One of the key advantages of DNA computing is its ability to store large amounts of data in a very small space. With a potential storage capacity of up to 1 billion gigabytes per cubic millimeter, DNA computing is well-suited for memory-intensive tasks. The researchers believe that harnessing DNA as an information processing system could be highly beneficial.
Another advantage of DNA computing is its flexibility. Traditional computing systems are based on a binary system, where information is encoded in either a zero or a one. However, DNA computing utilizes the four essential DNA molecules – adenine, thymine, guanine, and cytosine (ATGC) – to store and process information. This allows for more condensed combinations of information, such as encoding 00, 01, 10, and 11 as A, T, G, and C.
To manipulate DNA as a computing mechanism, the researchers took advantage of the specific manner in which DNA molecules bind to each other. For example, adenine pairs with thymine, and guanine pairs with cytosine. By designing DNA strands with specific sequences, the researchers were able to control the connections between the strands and perform various computations.

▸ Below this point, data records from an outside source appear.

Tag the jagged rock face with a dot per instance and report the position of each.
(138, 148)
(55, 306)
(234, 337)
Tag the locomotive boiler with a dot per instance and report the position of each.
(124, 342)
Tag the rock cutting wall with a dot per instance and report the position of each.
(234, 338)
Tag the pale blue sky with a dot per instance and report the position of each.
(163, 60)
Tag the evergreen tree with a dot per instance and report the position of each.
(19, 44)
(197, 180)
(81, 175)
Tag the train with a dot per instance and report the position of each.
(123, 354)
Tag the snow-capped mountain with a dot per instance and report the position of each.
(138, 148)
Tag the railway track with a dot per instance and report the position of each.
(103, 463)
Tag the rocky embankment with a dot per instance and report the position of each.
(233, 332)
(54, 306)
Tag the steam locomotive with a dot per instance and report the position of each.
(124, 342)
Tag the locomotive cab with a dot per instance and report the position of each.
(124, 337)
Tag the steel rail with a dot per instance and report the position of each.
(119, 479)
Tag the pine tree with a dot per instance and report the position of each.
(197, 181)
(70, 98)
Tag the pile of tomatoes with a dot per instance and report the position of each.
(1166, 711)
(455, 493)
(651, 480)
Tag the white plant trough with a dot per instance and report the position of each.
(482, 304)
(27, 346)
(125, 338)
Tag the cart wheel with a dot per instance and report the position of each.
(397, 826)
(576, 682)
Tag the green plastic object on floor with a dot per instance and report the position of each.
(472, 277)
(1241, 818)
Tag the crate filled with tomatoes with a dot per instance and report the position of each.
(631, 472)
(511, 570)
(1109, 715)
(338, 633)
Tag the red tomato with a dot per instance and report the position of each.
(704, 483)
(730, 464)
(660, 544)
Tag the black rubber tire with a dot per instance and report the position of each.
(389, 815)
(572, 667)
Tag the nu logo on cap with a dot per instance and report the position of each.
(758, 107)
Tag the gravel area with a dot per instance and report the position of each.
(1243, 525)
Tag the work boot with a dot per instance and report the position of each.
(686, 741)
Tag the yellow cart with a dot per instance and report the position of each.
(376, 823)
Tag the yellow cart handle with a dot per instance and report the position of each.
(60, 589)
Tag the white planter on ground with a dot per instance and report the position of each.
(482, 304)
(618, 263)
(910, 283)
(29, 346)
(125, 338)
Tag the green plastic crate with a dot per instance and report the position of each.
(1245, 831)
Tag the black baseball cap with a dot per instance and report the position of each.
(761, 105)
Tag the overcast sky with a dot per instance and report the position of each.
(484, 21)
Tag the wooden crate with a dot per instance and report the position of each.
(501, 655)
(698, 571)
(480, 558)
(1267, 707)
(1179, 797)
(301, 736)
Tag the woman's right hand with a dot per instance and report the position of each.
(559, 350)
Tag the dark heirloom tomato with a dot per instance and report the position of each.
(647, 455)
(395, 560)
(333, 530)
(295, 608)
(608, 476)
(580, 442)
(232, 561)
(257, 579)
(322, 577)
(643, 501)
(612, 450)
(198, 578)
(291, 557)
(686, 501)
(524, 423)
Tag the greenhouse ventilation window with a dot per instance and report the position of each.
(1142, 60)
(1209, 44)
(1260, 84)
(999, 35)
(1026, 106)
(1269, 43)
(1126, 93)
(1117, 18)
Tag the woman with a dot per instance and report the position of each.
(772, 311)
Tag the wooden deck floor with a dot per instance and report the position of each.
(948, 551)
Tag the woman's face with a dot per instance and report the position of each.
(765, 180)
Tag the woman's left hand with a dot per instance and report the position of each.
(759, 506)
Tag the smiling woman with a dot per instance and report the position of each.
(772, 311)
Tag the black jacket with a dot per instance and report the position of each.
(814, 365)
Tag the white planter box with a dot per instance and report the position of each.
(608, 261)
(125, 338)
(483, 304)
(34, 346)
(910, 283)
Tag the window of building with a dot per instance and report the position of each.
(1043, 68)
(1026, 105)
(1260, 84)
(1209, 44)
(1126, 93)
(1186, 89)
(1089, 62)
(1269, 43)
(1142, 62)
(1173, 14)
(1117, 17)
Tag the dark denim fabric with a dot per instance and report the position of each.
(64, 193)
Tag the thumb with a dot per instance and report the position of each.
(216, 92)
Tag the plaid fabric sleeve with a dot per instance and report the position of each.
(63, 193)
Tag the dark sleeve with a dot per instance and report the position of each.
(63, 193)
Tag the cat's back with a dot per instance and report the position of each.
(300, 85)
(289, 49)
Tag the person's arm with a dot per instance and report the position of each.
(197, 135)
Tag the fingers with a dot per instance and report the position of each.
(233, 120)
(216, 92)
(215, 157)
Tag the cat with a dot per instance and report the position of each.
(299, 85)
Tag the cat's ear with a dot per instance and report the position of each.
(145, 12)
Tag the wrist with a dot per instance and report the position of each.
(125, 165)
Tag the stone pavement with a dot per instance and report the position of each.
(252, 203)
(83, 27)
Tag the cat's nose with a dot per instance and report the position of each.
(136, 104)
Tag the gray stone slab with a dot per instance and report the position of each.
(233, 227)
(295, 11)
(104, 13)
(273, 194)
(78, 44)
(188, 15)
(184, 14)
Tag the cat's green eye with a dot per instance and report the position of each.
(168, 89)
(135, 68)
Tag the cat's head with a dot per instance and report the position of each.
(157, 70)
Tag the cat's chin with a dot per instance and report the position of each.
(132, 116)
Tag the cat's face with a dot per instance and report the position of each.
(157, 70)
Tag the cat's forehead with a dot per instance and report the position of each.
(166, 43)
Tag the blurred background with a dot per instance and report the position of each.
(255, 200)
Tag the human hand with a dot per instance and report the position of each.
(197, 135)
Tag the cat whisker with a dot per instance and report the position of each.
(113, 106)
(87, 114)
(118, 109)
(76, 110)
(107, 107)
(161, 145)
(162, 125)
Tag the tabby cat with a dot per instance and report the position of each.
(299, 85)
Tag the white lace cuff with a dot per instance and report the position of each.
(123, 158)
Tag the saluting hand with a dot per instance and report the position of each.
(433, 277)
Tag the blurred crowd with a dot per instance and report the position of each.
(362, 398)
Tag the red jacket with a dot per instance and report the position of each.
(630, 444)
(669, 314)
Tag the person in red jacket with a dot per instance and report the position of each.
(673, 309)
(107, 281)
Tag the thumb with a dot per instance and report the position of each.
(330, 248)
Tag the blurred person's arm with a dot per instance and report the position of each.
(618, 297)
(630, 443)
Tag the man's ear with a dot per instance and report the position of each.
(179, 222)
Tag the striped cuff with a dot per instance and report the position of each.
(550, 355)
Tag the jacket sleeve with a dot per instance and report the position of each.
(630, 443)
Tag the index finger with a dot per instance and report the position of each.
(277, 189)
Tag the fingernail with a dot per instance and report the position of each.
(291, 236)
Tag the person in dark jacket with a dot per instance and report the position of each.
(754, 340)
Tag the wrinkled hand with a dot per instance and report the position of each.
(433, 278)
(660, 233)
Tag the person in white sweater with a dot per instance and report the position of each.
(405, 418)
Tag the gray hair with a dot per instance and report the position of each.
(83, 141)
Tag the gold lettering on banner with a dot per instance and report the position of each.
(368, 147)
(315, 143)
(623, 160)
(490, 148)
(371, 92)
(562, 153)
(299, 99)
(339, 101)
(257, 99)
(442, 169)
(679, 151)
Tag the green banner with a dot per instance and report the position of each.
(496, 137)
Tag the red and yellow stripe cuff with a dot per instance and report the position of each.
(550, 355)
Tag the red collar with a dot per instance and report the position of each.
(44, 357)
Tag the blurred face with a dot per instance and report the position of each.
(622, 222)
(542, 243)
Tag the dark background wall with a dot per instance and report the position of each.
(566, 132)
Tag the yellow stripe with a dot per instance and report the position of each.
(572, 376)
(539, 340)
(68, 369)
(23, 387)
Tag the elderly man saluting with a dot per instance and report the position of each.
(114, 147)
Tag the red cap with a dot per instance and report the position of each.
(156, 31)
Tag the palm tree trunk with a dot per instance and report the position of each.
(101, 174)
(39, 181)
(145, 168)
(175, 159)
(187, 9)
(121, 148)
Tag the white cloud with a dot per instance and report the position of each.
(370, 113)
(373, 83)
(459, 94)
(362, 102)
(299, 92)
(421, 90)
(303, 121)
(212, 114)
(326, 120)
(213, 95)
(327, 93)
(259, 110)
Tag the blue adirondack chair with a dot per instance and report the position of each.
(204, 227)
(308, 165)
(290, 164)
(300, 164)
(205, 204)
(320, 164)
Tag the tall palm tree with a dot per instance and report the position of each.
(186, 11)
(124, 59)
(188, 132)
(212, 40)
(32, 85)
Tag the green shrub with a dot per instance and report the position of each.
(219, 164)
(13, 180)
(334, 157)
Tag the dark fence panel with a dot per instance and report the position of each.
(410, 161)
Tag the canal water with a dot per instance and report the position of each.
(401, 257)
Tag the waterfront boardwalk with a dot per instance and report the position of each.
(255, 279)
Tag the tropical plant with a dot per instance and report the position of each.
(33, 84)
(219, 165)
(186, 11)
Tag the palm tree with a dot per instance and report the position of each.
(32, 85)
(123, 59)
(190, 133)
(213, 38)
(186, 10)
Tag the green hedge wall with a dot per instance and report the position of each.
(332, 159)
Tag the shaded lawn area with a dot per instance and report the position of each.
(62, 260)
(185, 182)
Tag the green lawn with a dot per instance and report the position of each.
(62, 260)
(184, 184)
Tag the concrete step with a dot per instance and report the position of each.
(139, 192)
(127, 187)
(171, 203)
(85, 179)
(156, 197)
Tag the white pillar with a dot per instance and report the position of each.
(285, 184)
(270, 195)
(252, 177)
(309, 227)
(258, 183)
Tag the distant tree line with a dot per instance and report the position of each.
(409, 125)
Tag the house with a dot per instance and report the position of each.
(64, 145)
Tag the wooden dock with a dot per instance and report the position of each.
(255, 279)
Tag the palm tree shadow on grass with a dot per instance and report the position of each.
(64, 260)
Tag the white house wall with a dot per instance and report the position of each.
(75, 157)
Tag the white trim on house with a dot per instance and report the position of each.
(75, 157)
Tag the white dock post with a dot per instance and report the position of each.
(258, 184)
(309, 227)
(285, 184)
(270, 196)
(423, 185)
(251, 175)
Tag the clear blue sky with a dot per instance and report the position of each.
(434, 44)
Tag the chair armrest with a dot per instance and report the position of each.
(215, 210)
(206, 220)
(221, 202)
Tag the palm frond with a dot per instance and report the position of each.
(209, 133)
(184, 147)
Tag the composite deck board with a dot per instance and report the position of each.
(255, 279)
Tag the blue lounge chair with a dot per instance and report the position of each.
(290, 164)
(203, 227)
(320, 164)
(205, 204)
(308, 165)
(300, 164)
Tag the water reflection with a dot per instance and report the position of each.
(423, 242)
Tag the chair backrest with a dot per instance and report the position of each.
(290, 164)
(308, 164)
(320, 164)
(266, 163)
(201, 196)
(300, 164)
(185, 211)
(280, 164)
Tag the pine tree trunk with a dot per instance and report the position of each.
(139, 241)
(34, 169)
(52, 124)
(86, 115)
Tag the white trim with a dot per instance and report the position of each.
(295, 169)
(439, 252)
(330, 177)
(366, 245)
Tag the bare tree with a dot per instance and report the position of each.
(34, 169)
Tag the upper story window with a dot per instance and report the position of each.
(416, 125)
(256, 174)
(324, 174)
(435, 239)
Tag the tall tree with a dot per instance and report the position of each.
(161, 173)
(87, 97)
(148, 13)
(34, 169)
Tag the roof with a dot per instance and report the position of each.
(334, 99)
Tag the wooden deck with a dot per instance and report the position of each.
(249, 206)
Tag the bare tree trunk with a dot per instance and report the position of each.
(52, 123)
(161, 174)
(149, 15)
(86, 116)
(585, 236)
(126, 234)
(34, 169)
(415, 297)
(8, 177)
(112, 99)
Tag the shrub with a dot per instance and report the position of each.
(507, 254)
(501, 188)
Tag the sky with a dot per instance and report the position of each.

To achieve even greater control over the system as it scales up, the researchers used a concept called DNA origami. This involves designing DNA sequences in such a way that they can fold into specific 2D or 3D shapes. This principle of shape-based control is also seen in topological quantum computing and MC Escher’s work, as well as being fundamental to superconductivity and quantum mechanics.
Applying this principle to DNA origami structures makes it more difficult for compatible DNA strands to adhere to each other, as they need to be folded in specific ways to fit together. This introduces an element of computational puzzle solving into DNA computing.
The researchers demonstrated the capabilities of their DNA computer by using it to compute accurate square root calculations. Additionally, they successfully identified three genetic molecules related to kidney cancer using their DNA computer. Within just two hours, the computer was able to determine which samples possessed the identified molecules and which did not, showcasing its accuracy and potential in the field of genetic analysis.
Looking ahead, advancements in specialized computing forms, such as DNA computing and quantum computing, can greatly contribute to our understanding of the world. It is likely that future computing architectures will consist of a combination of different technologies interoperating seamlessly. While DNA computing may play a crucial role in providing high-density cold storage, its general use as a processing computer remains to be seen. The possibilities are vast, and only time will reveal the true potential of DNA-based computing.